Öyle sanıyorum ki insan, olduğu yere benzemeye ayarlı. Daha önce kim olduğuna bir çengelle bağlı kalarak elbette...
Oysa köksüzlük, evsizlik bir imkândır aslında; sonsuz bir insan olma imkânıdır. Evin ve yolculuğun birbirine karıştığı bir hayat sonsuz bir imkândır. Böylece sadece bir hayatınız olmaz, hayatınız artık hep birden fazladır. "Çoğul olarak" yaşarsınız artık. Bu imkânı kullanmak gerekir.

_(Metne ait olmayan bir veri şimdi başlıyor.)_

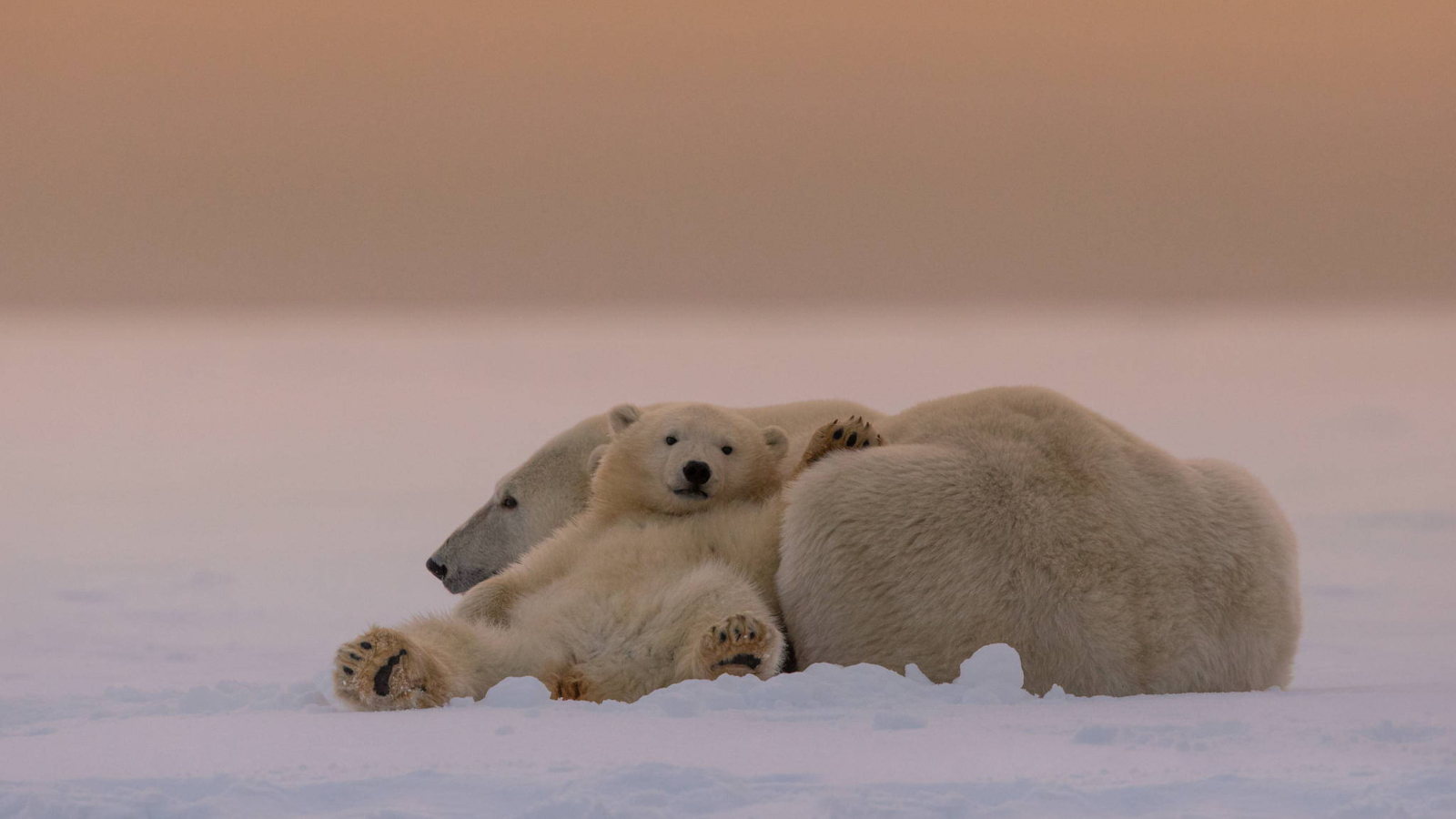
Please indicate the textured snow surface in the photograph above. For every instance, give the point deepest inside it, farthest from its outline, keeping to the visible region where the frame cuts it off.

Çok özlediğiniz evinize dair kederli ve ılık hikâyeleri anlatmak için, geze geze anlatmak için.
Evsiz kalan evini nerede kurmalı? O çok gereksindiği ev duygusunu bulup buluşturup neresine koyup rahatlamalı? Evsiz kalınca, hep yolda kalınca, fark eder ki insan, bir kök ihtiyacı, toprak hasreti diye adlandırdığımız o boşluk duygusunun önemlice bir bölümü korkularımızdan kaynaklanıyor.
Hep dışarıda kalma, eve geri alınmama, annesi eve gelmediği için kapıda kalan çocuk gibi sokakta üşüme, karanlıkta kalma duygusu sanki. Oysa büyüdük artık. Sokakta kalırsak bizi canavarlar yemeyecek. Dışarıda kalırsak bir daha hiç eve giremeyeceğimizi, kimsesiz kalacağımızı düşünemeyecek kadar büyüdük.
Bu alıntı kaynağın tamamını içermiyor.